It should not be surprising that in any field of human activity, when many persons work (more or less) independently across the world, the same thing can be known by different terms. For example, in the classical statistics, the same variables can be described as “explanatory variables” or “predictors” while in the related ML world they are called “features” or “input variables”. For more elaborate text on this topic, read Statistical Modeling: The Two Cultures by Leo Breiman or concise subchapter from EMA book by P. Biecek and T. Burzykowski (they refer to Breiman’s paper).
In this vignette we consider not only the data science terminology, but also the names existing in different packages’ APIs (what is, obviously, partially based on the scientific naming).
In the table below you can see, what names is decided to use, where they come from and what are their synonyms in the scientific world or among the other R/Python packages API etc.

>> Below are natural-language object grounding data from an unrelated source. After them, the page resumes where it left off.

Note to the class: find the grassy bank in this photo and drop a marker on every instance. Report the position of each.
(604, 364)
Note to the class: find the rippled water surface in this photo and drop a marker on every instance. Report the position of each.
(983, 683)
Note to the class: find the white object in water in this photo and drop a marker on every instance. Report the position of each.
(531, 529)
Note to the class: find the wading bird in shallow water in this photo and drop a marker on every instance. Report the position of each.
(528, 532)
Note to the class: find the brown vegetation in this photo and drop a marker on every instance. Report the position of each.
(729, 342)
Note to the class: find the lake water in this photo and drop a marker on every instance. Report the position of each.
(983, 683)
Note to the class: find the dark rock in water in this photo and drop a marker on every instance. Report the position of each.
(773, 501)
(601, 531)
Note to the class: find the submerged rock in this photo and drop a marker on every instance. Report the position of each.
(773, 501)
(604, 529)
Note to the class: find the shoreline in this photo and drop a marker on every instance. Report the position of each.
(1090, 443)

Name | Explanation | Consistent with | Other names |
---|---|---|---|
index |
A time variable like Date
|
Inspired by index variable in tsibble package |
• .date_var in timetk • time_idx in Python library pytorch-forecasting
|
key |
A variable (or variables) to distinguish different time series in the dataset | • tsibble package• SQL databases • data.table
|
• id in modeltime.gluonts (for example: deep_ar ) • group_ids in Python library pytorch-forecasting
|
timesteps |
A number of timesteps used to train the model | Timestep is a commonly used word in Deep Learning terminology to describe a “moment” in a time series (sequence). | Meaning partially reflected by: • lookback_length in modeltime.gluonts (e.g. nbeats ) • lookback in forecastML
|
horizon |
Length of a output sequence, i.e. how many steps ahead we’d like to forecast. If we consider that each future timestep refer to a separate horizon, horizon is the maximal horizon of the forecast |
• horizons in forecastML • FPP book by Hyndman and Athanasopoulos • term used in scientific papers, e.g. Temporal Fusion Transformers for Interpretable Multi-horizon Time Series Forecasting by Lim et al., by meaning in the context of this particular paper slightly differ (refers to a single timestep in the forecast, not to the maximal length of forecast) |
• prediction_length in modeltime.gluonts (e.g. nbeats ) • h in forecast package |
predictors |
Input variables |
recipes package API from tidymodels
|
• ML: features or input variables • Statistics: explanatory variables, independent variables etc. |
outcomes |
Target variables | • recipes package API from tidymodels • outcome_col variable and outcome term in vignettes in forecastML
|
• ML: outputs, targets • Statistics: response, dependent variables etc. • target in Python library pytorch-forecasting
|
Bear in mind that API may evolve. Especially, if I would like to implement new engines to parsnip
models provided in modeltime.gluonts
, we have to stick to the same name arguments in both cases.